I did seminars with Landmark Education, where I learned to make distinct the many stories, reactions, and assumptions that ruled my behavior, and where I trained in the art of living beyond those habits of thought, belief, and action.
I read, studied, re-read, and spoke about the fabulous novels of Daniel Quinn, who skillfully and artfully called to question the fundamental stories, urgings, promptings, and mandates enacted by the dominant global culture. So thoroughly did Quinn’s ideas become my own that I “became the message.” I am B.
I crawled into the rock tumblers of relationship – in two separate intentional communities, in two marriages, and in the raising of children – and slowly allowed my rough surfaces and sharp corners to be smoothed and polished by the grit of mistakes made and the sand of time passing.
I read Scott Peck on “community“, David Bohm on “formal dialogue“, Thomas Lewis on “the limbic brain“, and Daniel Kahneman on “cognitive biases” and “heuristics” and “thinking, fast and slow,” and I worked with Sally to create, facilitate, and participate in a series of “dialogue circles,” which sought to move participants beyond the confines of their own egoic viewpoints, and into a larger, shared group wisdom.
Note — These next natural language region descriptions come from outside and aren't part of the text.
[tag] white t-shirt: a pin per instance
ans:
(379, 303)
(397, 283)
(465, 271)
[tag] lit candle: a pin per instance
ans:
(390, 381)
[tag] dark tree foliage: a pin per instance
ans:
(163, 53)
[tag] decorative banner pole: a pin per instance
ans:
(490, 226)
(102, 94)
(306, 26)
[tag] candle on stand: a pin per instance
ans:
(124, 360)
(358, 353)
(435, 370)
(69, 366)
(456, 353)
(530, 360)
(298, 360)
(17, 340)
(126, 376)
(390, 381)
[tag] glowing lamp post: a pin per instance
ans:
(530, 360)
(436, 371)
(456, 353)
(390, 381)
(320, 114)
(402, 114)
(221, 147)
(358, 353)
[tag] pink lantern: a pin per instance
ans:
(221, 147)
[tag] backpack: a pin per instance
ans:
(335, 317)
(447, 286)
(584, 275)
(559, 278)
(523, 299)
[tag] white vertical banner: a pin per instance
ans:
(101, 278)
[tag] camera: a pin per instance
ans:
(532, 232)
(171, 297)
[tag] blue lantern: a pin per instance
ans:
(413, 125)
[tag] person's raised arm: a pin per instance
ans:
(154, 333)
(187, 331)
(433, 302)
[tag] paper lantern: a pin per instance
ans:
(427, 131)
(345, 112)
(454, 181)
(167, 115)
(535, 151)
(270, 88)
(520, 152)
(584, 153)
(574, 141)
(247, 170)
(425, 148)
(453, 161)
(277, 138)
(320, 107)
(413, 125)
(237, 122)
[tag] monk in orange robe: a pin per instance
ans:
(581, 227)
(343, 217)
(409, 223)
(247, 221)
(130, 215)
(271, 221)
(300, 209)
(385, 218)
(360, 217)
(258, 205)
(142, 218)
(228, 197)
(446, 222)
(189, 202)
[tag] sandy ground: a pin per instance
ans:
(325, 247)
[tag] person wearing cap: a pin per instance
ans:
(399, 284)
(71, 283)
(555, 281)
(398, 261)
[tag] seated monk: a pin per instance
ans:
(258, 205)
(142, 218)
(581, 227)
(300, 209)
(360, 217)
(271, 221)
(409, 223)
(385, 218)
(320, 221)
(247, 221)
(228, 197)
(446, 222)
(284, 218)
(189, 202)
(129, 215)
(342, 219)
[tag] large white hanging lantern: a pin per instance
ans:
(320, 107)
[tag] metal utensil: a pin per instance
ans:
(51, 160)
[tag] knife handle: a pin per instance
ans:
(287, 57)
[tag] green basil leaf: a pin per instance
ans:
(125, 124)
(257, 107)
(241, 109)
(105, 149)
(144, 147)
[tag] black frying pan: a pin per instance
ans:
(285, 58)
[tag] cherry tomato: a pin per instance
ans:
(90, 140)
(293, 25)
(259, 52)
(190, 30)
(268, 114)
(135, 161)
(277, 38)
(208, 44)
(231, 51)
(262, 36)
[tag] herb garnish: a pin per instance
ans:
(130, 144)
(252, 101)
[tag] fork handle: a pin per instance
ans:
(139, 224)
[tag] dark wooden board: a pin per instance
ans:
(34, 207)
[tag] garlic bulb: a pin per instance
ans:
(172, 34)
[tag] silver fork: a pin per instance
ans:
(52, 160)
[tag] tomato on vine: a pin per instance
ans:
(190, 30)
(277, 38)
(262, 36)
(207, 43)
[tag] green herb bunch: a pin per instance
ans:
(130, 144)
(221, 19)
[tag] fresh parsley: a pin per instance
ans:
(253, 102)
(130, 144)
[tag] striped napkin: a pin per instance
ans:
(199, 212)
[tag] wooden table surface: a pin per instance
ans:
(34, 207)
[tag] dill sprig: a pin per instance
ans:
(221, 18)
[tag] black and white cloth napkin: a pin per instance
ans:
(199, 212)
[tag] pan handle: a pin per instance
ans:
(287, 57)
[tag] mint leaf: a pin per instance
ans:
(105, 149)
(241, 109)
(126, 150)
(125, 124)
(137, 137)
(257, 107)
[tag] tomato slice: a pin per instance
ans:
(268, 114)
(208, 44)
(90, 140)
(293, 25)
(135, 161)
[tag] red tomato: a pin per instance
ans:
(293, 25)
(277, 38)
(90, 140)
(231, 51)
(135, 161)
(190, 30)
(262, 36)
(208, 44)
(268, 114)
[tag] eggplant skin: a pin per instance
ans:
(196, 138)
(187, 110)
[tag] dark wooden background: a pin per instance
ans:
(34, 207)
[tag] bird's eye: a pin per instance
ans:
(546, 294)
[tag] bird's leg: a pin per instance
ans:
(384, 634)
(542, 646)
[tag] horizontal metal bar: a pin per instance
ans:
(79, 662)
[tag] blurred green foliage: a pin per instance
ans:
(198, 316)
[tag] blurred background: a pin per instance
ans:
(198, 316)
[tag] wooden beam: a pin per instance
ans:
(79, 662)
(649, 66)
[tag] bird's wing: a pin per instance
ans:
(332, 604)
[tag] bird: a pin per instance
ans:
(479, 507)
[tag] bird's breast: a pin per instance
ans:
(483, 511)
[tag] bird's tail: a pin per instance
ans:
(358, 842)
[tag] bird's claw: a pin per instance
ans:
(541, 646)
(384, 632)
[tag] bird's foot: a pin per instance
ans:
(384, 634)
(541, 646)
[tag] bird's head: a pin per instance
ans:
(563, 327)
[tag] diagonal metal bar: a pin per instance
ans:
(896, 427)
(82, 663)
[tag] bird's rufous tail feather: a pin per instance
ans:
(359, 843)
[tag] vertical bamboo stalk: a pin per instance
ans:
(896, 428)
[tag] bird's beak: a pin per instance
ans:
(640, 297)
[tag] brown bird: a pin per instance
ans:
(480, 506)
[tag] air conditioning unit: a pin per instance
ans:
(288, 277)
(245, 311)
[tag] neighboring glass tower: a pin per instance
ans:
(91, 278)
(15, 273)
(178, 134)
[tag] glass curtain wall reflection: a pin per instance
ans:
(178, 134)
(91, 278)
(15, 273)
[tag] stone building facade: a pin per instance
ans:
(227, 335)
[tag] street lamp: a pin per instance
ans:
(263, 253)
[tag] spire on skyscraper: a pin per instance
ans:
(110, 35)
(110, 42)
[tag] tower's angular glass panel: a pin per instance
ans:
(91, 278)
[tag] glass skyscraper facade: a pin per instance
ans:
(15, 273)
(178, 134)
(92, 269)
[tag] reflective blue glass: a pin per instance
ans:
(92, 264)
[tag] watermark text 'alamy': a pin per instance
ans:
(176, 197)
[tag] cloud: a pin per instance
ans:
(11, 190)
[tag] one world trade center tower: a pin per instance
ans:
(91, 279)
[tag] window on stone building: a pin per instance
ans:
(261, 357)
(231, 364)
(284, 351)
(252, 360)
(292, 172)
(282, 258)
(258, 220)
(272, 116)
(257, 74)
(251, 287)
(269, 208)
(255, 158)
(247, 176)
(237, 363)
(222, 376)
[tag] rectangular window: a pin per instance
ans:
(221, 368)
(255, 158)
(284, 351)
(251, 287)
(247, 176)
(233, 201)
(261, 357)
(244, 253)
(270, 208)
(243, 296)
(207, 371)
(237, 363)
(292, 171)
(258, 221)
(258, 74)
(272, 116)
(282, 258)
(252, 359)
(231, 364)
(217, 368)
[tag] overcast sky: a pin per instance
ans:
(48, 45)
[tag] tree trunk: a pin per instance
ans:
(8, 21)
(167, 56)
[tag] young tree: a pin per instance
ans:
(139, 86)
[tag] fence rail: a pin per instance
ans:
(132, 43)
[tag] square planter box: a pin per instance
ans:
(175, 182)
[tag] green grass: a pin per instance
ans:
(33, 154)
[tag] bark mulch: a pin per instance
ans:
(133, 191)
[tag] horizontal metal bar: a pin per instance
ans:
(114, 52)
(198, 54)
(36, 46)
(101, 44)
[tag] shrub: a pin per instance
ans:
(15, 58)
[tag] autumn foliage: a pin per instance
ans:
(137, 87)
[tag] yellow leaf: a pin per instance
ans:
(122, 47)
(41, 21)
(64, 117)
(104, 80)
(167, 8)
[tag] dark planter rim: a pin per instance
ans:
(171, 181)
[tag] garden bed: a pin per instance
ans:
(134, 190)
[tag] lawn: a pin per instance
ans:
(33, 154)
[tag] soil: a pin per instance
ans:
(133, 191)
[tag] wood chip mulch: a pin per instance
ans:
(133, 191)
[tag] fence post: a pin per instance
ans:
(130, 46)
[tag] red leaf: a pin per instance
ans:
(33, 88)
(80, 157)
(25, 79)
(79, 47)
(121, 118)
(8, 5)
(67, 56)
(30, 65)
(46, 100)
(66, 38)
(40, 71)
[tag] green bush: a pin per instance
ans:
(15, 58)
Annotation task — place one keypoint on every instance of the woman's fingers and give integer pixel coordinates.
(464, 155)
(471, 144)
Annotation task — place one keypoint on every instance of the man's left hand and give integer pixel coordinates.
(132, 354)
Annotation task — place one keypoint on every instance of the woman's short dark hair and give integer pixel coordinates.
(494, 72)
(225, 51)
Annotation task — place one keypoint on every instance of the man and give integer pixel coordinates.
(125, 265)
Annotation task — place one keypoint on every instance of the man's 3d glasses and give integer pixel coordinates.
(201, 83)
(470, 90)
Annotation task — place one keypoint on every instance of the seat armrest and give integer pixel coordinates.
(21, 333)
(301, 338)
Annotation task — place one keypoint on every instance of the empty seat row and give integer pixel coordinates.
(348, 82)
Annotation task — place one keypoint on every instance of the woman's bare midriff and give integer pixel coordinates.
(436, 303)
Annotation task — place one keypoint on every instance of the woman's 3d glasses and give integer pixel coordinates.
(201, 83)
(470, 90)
I sought, more and more, to walk the spiritual path of sanity and healing, seeking to relate, with ever growing clarity, to “what’s so as what’s so.”
I was on it. I had it under control. It was handled. I considered my ability to step beyond my assumptions, stories, beliefs, and habits to be one of my greatest assets. My superpower. My work in this world. My path to evolution, fulfillment, growth, learning, and purpose. It was my answer to the question: why am I here?
So imagine my surprise, when I demolished an inner wall I never even knew I had, to find, on the other side, that there’s a thick, hot cable of right-and-wrong judgment, habituated and unconscious need, and black-and-white thinking running directly through the core of my being.
I may have thought I was standing in Rumi’s field, but I still had one foot planted firmly in the land of rightdoing and wrongdoing.